The dollar held onto gains against major currencies on Thursday after U.S. Federal Reserve Chairman Jerome Powell dismissed speculation that policymakers will adopt negative interest rates.
The Australian dollar was under pressure before closely-watched data on the jobs market, which may help determine how much more monetary and fiscal easing is necessary to support the economy.
The focus will shift to economic data from the United States and Europe in the next two days for more clues on the depth of the downturns there, while investors will closely watch China activity gauges for signs on how long it may take to emerge from the sharp shock caused by the coronavirus outbreak.
“The dollar managed to bounce back after Powell’s comments on negative rates, but now the dollar’s bias is fairly neutral,” said the Analyst.
The dollar traded at $1.0818 against the euro on Thursday following a 0.3% gain in the previous session. Against the pound, the greenback was quoted at $1.2238, close to a five-week high. The dollar bought 0.9722 Swiss francs after gaining 0.3% on Wednesday. The greenback was little changed at 106.91 yen.
Powell became the latest in a parade of policymakers to brush off the notion that they might push rates into negative territory after Fed futures began pricing a small chance of sub-zero U.S. rates within the next year.

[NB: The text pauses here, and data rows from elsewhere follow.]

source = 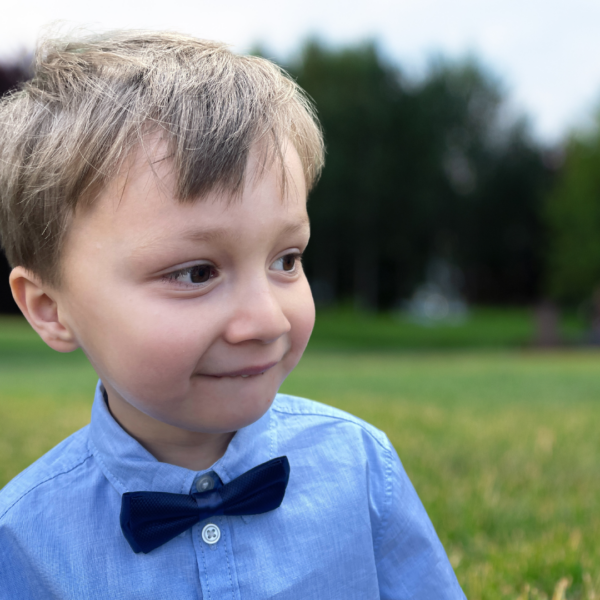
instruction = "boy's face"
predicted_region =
[57,145,314,437]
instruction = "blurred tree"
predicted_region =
[289,41,548,308]
[0,59,29,313]
[546,114,600,304]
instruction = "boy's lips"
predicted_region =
[204,361,279,379]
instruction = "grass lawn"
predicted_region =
[0,317,600,600]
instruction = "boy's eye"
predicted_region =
[167,265,216,284]
[272,254,301,273]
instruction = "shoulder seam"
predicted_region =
[272,406,388,450]
[373,442,394,553]
[0,454,93,521]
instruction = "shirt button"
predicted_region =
[202,523,221,544]
[196,475,215,492]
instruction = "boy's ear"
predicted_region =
[9,267,79,352]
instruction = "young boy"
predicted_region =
[0,32,464,600]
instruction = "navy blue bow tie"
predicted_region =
[121,456,290,554]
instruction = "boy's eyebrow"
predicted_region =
[181,217,309,242]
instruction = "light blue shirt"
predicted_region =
[0,384,464,600]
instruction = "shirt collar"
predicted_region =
[89,381,277,494]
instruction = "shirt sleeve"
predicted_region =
[369,438,465,600]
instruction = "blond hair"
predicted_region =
[0,31,323,285]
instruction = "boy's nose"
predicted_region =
[225,281,291,344]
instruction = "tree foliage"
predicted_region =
[290,42,548,308]
[545,115,600,303]
[0,61,29,313]
[0,41,548,311]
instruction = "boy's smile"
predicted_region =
[45,144,314,469]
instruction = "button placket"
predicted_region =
[202,523,221,545]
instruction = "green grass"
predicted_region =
[0,315,600,600]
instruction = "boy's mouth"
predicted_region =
[206,362,277,379]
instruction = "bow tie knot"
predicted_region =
[121,456,290,553]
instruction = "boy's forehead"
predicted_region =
[105,134,307,209]
[79,140,309,250]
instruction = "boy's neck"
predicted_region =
[106,390,235,471]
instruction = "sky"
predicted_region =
[0,0,600,144]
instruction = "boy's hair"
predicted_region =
[0,31,323,285]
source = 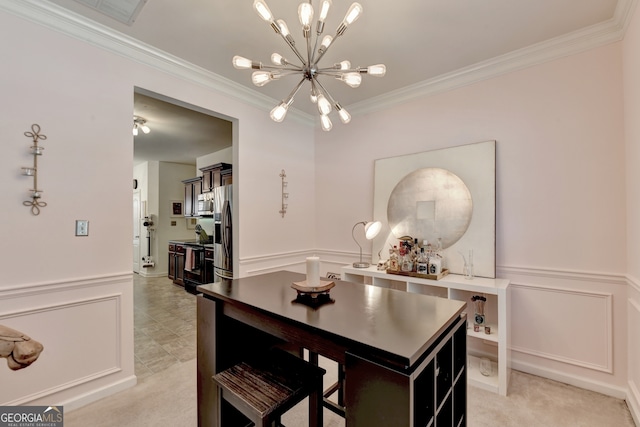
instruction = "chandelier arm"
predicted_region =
[278,32,306,65]
[315,33,341,64]
[313,76,337,105]
[262,64,303,71]
[284,76,307,105]
[309,33,322,65]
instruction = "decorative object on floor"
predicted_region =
[22,123,47,215]
[351,221,382,268]
[480,357,493,377]
[280,169,289,218]
[133,116,151,136]
[0,325,44,371]
[372,141,496,278]
[233,0,387,131]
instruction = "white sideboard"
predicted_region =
[342,265,511,396]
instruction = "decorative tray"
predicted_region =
[291,280,336,296]
[387,268,449,280]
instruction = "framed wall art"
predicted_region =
[372,141,496,278]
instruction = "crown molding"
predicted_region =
[0,0,316,126]
[349,0,638,116]
[0,0,638,122]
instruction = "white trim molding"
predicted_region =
[0,0,637,122]
[511,282,613,373]
[626,297,640,426]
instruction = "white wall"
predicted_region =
[0,2,315,410]
[0,2,640,409]
[316,43,627,397]
[623,0,640,424]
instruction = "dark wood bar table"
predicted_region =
[197,271,467,427]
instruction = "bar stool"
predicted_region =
[213,349,326,427]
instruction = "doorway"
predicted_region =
[133,88,237,277]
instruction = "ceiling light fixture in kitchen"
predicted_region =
[133,116,151,136]
[233,0,387,131]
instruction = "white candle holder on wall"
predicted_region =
[22,123,47,215]
[280,169,289,218]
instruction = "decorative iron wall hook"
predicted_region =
[22,123,47,215]
[280,169,289,218]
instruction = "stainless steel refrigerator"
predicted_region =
[213,185,233,280]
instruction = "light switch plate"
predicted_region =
[76,219,89,236]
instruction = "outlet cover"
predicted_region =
[76,219,89,236]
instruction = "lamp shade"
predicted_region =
[351,221,382,268]
[364,221,382,240]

“The committee’s view on negative rates really has not changed. This is not something that we are looking at,” Powell said on Wednesday, referring to the Fed’s policy-setting Federal Open Market Committee.
Powell spoke in response to a question after offering a sobering assessment of U.S. economic outlook in a closely-watched speech.

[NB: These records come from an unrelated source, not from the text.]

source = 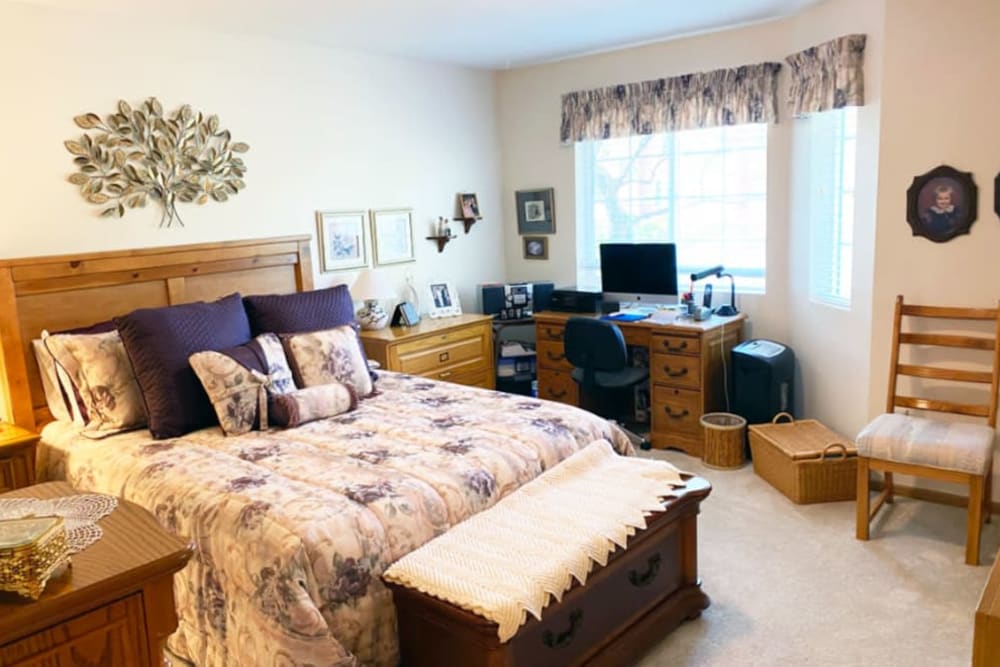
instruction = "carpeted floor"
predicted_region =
[640,451,1000,667]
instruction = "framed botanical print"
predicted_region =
[371,208,416,266]
[316,211,368,273]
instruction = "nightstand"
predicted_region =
[0,482,193,667]
[0,422,38,493]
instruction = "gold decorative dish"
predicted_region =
[0,516,69,600]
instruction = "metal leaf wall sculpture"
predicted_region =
[65,97,250,227]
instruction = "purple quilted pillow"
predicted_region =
[115,294,250,438]
[243,285,378,382]
[243,285,354,336]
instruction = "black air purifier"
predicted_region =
[733,339,795,424]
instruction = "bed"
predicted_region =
[0,237,630,666]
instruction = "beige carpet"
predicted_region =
[640,451,1000,667]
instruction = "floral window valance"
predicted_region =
[785,35,865,116]
[560,63,781,144]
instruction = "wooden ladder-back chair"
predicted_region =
[857,296,1000,565]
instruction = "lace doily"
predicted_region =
[0,493,118,553]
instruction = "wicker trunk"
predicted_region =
[750,413,858,504]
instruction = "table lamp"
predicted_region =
[351,269,396,329]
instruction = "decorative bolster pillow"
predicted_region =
[267,382,358,427]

The Australian dollar eased slightly to $0.6449 as traders braced for data at 0130 GMT expected to show a large increase in unemployment due to the coronavirus pandemic, which would bolster expectations for further stimulus measures.
Across the Tasman Sea, the New Zealand dollar traded at $0.5991. The kiwi tumbled by more than 1% on Wednesday after the Reserve Bank of New Zealand flagged the possibility of negative interest rates.

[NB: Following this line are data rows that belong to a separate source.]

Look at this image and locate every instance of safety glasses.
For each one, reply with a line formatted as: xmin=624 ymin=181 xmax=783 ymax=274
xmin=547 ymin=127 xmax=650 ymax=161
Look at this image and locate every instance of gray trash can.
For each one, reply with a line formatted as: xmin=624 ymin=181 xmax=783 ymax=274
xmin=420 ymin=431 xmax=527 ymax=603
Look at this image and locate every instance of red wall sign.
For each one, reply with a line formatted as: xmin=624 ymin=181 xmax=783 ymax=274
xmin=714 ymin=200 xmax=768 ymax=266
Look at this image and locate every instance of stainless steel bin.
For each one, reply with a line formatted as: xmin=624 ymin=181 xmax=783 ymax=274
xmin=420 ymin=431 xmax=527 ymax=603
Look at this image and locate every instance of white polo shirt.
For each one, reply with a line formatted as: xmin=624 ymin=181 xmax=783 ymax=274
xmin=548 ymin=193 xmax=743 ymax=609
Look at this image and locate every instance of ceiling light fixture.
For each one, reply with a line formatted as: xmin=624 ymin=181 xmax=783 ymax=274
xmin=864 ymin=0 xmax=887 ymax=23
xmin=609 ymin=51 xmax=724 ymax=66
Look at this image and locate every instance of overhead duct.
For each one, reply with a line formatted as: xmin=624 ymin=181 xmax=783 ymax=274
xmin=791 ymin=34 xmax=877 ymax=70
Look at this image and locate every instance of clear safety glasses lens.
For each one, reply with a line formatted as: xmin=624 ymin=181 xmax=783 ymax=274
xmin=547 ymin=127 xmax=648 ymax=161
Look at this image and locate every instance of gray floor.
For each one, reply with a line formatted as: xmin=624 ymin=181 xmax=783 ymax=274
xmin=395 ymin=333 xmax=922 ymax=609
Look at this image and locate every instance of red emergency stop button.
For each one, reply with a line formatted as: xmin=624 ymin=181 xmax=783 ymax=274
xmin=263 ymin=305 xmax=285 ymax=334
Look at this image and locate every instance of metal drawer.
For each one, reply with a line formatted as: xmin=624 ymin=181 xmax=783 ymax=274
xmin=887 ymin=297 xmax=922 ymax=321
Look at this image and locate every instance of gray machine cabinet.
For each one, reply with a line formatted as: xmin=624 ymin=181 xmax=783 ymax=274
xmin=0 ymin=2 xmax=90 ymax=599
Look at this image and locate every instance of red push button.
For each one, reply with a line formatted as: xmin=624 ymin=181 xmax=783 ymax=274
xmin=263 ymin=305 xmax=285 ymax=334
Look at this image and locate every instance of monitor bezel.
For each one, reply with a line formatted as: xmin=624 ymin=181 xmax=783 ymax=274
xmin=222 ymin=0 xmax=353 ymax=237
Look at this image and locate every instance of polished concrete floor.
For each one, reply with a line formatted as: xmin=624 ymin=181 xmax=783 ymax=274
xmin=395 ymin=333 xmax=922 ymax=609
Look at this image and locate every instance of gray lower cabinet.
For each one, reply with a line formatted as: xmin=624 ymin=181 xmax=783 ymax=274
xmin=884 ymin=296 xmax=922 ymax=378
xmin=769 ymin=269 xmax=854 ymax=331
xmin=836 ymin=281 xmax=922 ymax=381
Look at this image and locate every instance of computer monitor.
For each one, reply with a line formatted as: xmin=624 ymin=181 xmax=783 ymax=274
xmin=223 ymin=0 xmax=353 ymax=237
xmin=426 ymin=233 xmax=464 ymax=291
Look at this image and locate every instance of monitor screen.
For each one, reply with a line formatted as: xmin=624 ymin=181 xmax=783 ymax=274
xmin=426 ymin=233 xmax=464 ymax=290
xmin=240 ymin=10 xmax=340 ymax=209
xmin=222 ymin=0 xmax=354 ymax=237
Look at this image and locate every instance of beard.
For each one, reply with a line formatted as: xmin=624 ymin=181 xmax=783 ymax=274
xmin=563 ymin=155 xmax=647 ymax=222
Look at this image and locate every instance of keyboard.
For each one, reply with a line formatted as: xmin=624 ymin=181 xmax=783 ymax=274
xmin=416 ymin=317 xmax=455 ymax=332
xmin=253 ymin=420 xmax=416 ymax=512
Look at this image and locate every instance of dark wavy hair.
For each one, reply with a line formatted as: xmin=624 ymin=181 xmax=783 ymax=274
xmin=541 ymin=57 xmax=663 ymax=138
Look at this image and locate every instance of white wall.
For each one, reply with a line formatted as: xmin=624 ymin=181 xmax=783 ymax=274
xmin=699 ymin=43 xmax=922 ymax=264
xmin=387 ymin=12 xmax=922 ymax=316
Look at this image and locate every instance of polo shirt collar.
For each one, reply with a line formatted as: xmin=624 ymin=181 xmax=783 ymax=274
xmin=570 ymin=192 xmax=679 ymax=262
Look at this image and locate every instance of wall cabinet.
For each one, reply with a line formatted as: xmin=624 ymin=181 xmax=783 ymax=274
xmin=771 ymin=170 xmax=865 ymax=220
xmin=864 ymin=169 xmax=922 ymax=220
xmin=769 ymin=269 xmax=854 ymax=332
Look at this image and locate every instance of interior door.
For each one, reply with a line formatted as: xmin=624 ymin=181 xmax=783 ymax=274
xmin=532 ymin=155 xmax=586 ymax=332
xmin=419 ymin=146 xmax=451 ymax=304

New Zealand’s government is expected to present its budget later today, which will offer fiscal stimulus to offset the economic damage caused by the pandemic.
Many investors await China’s release on Friday of data on industrial production, retail sales, and investment to measure how quickly the world’s second-largest economy is recovering from its first contraction in decades in the first quarter.
The novel coronavirus first emerged in China late last year and has since spread across the globe, paralyzing economic activity.